Os órgãos comandados por Sônia Guajajara, a ministra dos Povos Indígenas, e por Joênia Wapichana, presidente da Fundação Nacional dos Povos Indígenas (Funai), não têm helicópteros, aviões, barcos, armas de fogo, servidores públicos em número suficiente e recursos orçamentários necessários para cumprir a tarefa. Elas também não têm poder de mando sobre as Forças Armadas, a Polícia Federal e a Força Nacional. Estes foram os três setores responsáveis pelo fornecimento de todo o apoio necessário, incluindo a segurança física, às ações das equipes do Ministério da Saúde, do Ibama e da Funai dentro do território indígena.
Hoje inúmeros pontos na terra Yanomami continuam tomados por garimpeiros com o suporte de invasores fortemente armados. Esse é o ponto central do atual cenário. Sem terem segurança, as equipes de saúde não conseguem ocupar o terreno para que possam providenciar o atendimento à saúde nesses pontos críticos.
O ministro da Defesa se chama José Múcio, um ex-deputado integrante do Centrão que em 2022 chamou Bolsonaro de “um democrata”. O ministro da Justiça se chama Flávio Dino, que vai deixar o cargo para se tornar ministro do STF (Supremo Tribunal Federal). Ultimamente eles têm sido cobrados em público sobre o que está acontecendo na terra Yanomami? Eu não vejo isso acontecer. A propósito do primeiro ano do 8 de Janeiro de 2023, eles deram inúmeras entrevistas à imprensa, mas a palavra Yanomami desapareceu das suas declarações.
“Infelizmente para o povo Yanomami, o 8 de Janeiro nunca acabou.

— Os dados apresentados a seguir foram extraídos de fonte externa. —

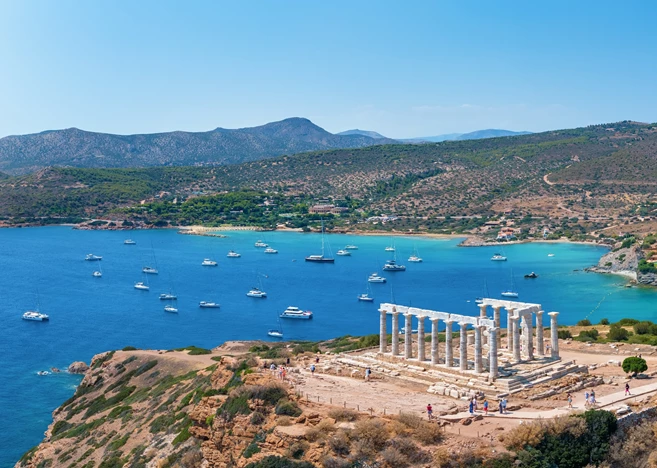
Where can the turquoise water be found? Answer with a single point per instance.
(91, 315)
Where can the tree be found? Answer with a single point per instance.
(634, 364)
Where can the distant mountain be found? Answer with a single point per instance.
(77, 148)
(368, 133)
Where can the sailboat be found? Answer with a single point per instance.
(321, 258)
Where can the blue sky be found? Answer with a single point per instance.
(404, 69)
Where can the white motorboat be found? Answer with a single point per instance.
(375, 278)
(296, 313)
(256, 292)
(35, 316)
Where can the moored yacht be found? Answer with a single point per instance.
(296, 313)
(375, 278)
(35, 316)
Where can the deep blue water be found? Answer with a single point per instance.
(91, 315)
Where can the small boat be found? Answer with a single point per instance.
(296, 313)
(35, 316)
(256, 292)
(391, 265)
(375, 278)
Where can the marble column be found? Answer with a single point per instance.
(496, 319)
(540, 348)
(478, 344)
(482, 314)
(420, 339)
(383, 337)
(408, 337)
(554, 333)
(463, 349)
(434, 341)
(395, 333)
(516, 339)
(492, 353)
(449, 350)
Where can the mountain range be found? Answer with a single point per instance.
(73, 147)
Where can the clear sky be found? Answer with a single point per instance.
(403, 68)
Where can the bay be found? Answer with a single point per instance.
(91, 315)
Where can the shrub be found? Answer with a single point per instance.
(634, 365)
(617, 333)
(288, 408)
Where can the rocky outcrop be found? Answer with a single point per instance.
(78, 367)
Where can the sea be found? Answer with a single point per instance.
(44, 268)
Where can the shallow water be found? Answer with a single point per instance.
(90, 315)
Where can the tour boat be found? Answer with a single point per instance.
(391, 265)
(321, 258)
(296, 313)
(35, 316)
(375, 278)
(256, 292)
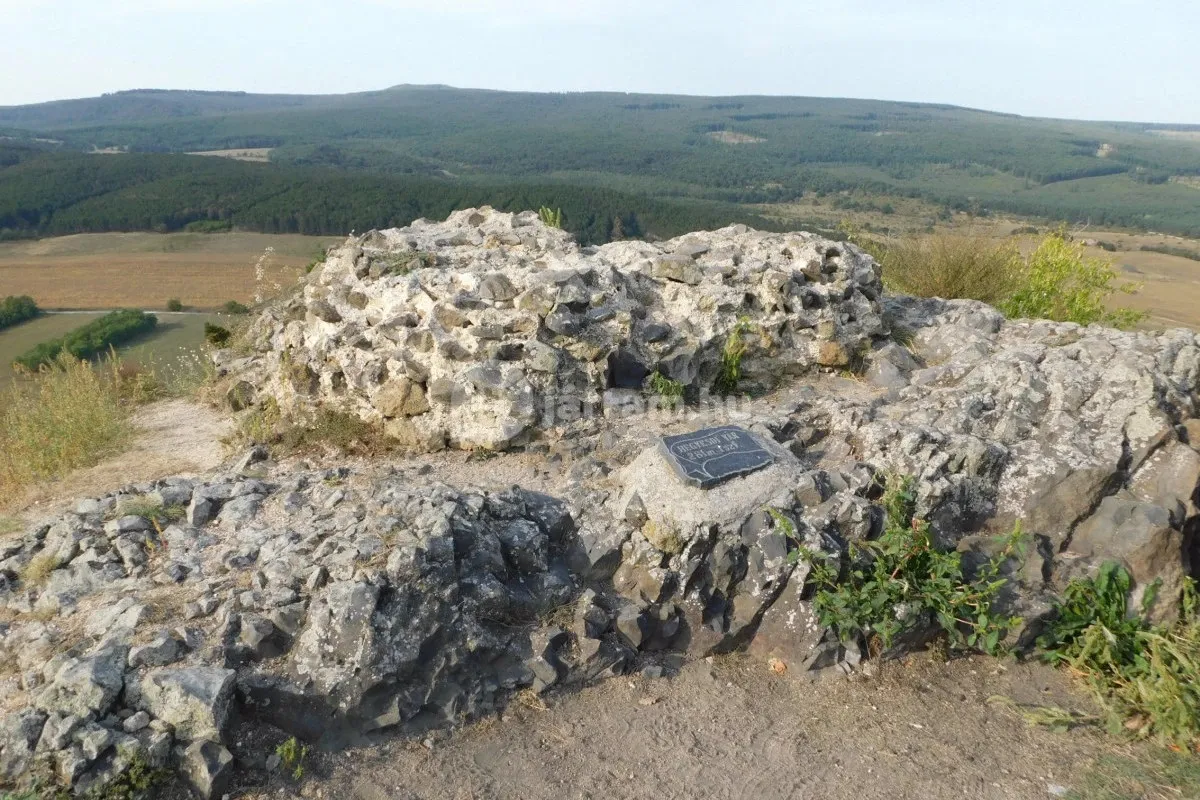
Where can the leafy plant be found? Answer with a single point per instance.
(975, 268)
(1061, 282)
(216, 335)
(17, 310)
(150, 510)
(90, 340)
(664, 386)
(1146, 677)
(901, 582)
(730, 373)
(292, 755)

Nos dois casos, a extrema direita mais raivosa e bélica participou, incentivou ou organizou as invasões. Ambos contaram com a complacência das forças de segurança.
Há mais de três décadas funcionam dois pelotões especiais de fronteira do Exército dentro da terra Yanomami. Ao longo dos quatro anos do governo Bolsonaro, porém, o Comando Militar da Amazônia assistiu à invasão do seu próprio território. Garimpos funcionaram a poucos quilômetros das instalações militares. Poucas ações pontuais, sem a capacidade de eliminar a infraestrutura milionária do garimpo, só serviram para maquiar o silêncio dos comandantes militares da região. Inúmeras denúncias das lideranças Yanomami caíram no vazio.

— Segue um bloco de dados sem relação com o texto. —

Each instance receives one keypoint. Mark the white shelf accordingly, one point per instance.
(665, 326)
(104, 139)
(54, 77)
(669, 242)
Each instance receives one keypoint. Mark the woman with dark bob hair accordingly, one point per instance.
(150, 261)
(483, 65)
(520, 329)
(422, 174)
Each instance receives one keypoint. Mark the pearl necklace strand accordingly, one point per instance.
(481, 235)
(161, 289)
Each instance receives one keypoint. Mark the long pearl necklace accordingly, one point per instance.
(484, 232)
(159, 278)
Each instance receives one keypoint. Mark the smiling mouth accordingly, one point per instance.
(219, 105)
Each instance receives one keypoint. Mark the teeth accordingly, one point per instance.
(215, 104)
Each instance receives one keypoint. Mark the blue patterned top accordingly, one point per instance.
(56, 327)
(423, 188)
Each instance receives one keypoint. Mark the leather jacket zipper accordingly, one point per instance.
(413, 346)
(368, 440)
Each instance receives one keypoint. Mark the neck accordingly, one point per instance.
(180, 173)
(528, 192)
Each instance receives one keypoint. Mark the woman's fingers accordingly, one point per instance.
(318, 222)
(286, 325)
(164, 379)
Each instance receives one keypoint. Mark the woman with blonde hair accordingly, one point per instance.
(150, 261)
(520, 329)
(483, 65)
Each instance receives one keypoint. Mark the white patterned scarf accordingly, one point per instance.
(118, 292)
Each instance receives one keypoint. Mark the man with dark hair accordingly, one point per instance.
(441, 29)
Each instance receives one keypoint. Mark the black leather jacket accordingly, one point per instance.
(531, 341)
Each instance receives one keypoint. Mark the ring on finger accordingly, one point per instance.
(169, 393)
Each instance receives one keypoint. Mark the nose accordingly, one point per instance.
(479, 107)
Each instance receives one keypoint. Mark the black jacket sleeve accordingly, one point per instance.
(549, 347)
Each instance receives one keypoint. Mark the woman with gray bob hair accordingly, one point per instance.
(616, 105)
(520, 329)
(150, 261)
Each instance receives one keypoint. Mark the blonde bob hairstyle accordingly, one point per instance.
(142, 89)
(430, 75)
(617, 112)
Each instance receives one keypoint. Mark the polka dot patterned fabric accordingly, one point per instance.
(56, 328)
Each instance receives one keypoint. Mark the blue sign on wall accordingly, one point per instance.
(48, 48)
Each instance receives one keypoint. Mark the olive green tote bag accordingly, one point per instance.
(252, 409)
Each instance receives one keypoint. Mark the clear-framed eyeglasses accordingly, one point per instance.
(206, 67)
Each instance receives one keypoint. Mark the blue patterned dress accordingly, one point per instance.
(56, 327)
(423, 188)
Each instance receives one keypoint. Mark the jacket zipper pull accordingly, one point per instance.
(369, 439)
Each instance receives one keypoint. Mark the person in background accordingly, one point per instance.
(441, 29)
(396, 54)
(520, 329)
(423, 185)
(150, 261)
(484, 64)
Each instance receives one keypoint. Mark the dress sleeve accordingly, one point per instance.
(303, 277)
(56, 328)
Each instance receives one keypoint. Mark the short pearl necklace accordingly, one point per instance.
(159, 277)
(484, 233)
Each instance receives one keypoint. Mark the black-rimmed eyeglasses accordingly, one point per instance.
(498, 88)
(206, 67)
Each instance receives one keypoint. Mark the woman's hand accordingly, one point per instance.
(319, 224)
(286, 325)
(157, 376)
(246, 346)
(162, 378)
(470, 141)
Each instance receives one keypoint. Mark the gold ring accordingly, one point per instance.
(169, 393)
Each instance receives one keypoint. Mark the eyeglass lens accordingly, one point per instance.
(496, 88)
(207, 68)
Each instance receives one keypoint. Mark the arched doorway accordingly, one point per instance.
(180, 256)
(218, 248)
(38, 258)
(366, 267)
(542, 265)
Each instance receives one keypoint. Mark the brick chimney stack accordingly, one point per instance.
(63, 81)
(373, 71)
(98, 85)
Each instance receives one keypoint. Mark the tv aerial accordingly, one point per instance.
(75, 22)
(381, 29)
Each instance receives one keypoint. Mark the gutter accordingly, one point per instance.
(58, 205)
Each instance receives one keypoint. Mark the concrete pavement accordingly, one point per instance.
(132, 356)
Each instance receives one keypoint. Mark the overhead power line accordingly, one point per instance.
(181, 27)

O resultado foi catastrófico. Os números relativos ao governo Bolsonaro são “precários, incongruentes, subnotificados e parciais”, mas sabe-se agora que pelo menos 692 crianças Yanomami com até 9 anos de idade morreram de 2019 a 2022.
Semanas após ter tomado posse, Lula ordenou uma operação de retirada dos garimpeiros e o Ministério da Saúde declarou emergência sanitária na terra indígena. De lá para cá, a desnutrição continuou vitimando os Yanomami, embora em menor número. Há hoje uma presença muito mais expressiva das equipes de saúde dentro do território. Os alertas de novos garimpos desabaram. O governo calcula que mais de 80% dos garimpeiros deixaram o território.
Apesar desses avanços, porém, persistem bolsões de garimpo e outros pontos estão sendo abertos com a chegada de novos invasores. Aviões clandestinos cruzam livremente os céus da terra Yanomami. Persiste a fome, que matou 29 Yanomami de janeiro a novembro do ano passado. A malária continua a níveis insuportáveis.
Ao longo de 2023, os leitores da Pública foram informados, em reportagens e textos das nossas newsletters, sobre o papel das Forças Armadas na operação Yanomami. Reticente, frágil, limitado, reativo, ambíguo. Os indígenas pediram ajuda, mas a mão do Exército não foi forte nem o braço foi amigo. Conforme resumiu à TV Globonews a liderança Yanomami Junior Hekurari, que durante o governo Bolsonaro denunciou a invasão garimpeira por meio de mais de 60 ofícios, “o Exército não deu a mão para a população Yanomami”.
Os problemas começaram ainda nos primeiros dias da operação, quando a ordem de bloqueio do espaço aéreo, a cargo da Aeronáutica, foi dada e postergada pelo menos duas vezes, gerando confusão e passando a mensagem de que não era pra valer. Com o tempo, viu-se que o bloqueio nunca foi plenamente eficaz. A Aeronáutica não conseguiu eliminar os vôos clandestinos que abastecem os garimpos clandestinos.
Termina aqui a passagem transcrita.